« “Work With My Hands” rappelle que le vrai luxe du hip-hop reste encore le savoir-faire. »
On parle souvent du rap comme d’une industrie, d’un marché, d’une vitesse de consommation. On oublie parfois qu’il fut d’abord un artisanat. Des mains sur des machines. Des mains sur des vinyles. Des mains sur des carnets cornés. Des mains qui recommencent jusqu’à trouver la bonne frappe. “Work With My Hands” répare cet oubli avec panache.
Myer Clarity, Fresh Kils et Uncle Fester signent un morceau qui sent l’atelier plus que la salle de réunion. Dès les premières secondes, la matière sonore possède cette rugosité noble des titres construits à la main : batterie sèche, basse dense, samples taillés net, scratches qui ne décorent rien mais racontent quelque chose. On n’entre pas ici dans un flux algorithmique ; on entre dans une pièce où l’on fabrique.

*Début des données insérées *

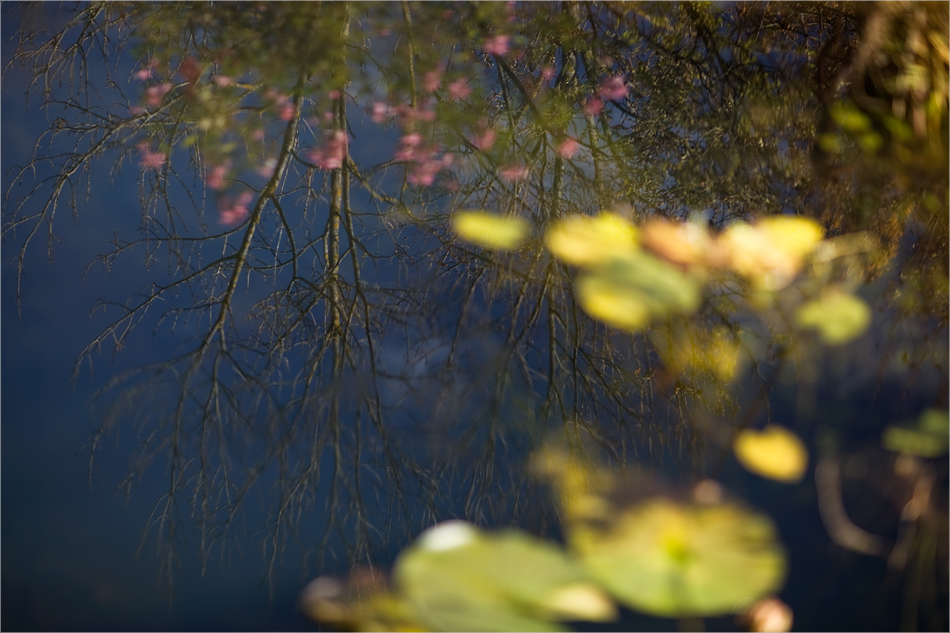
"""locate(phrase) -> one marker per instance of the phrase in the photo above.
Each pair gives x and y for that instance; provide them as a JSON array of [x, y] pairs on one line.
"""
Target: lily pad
[[680, 560], [929, 439], [772, 252], [589, 241], [774, 453], [460, 578], [630, 290], [490, 231], [362, 602], [838, 317]]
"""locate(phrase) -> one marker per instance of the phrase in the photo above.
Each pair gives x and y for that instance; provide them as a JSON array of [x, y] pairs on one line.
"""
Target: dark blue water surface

Le boom-bap a souvent été réduit à la nostalgie par ceux qui ne l’écoutent qu’en surface. “Work With My Hands” rappelle au contraire que cette grammaire peut rester nerveuse, contemporaine, combative. Le tempo cogne avec l’assurance de ceux qui n’ont rien à prouver. Les drums avancent comme des bottes sur du béton. Chaque caisse claire semble ponctuer une éthique.
Myer Clarity rappe avec cette énergie rare des artistes qui ont compris que la conviction compte autant que la technique. Le flow reste tendu, mobile, précis, sans jamais sombrer dans la démonstration stérile. En face, Fresh Kils apporte cette science de la production qui fait respirer la densité. Quant à Uncle Fester, ses cuts arrivent comme des éclairs de chrome : incisifs, ludiques, parfaitement placés.
Mais ce qui donne au morceau sa vraie force, c’est son sujet. Le travail manuel, la discipline, la répétition, la fierté d’accomplir quelque chose de tangible. Dans une époque fascinée par la facilité simulée et la réussite photoshopée, entendre des artistes célébrer l’effort concret sonne presque subversif. “Work With My Hands” parle du grind, oui, mais sans caricature entrepreneuriale. Il parle de métier.
J’y entends Toronto, les scènes indépendantes qui survivent sans tapage, les kilomètres de route, les balances en retard, les studios improvisés, la persistance de celles et ceux qui continuent parce qu’ils aiment encore ça. Cette vérité-là ne s’achète pas.
Le morceau n’essaie pas d’être viral. Il préfère être solide. Et parfois, dans le vacarme numérique, la solidité devient une forme de prestige. Myer Clarity et ses complices livrent ici un rap d’ouvriers qualifiés : robuste, précis, sans poudre aux yeux, avec les mains noires de travail et la tête haute.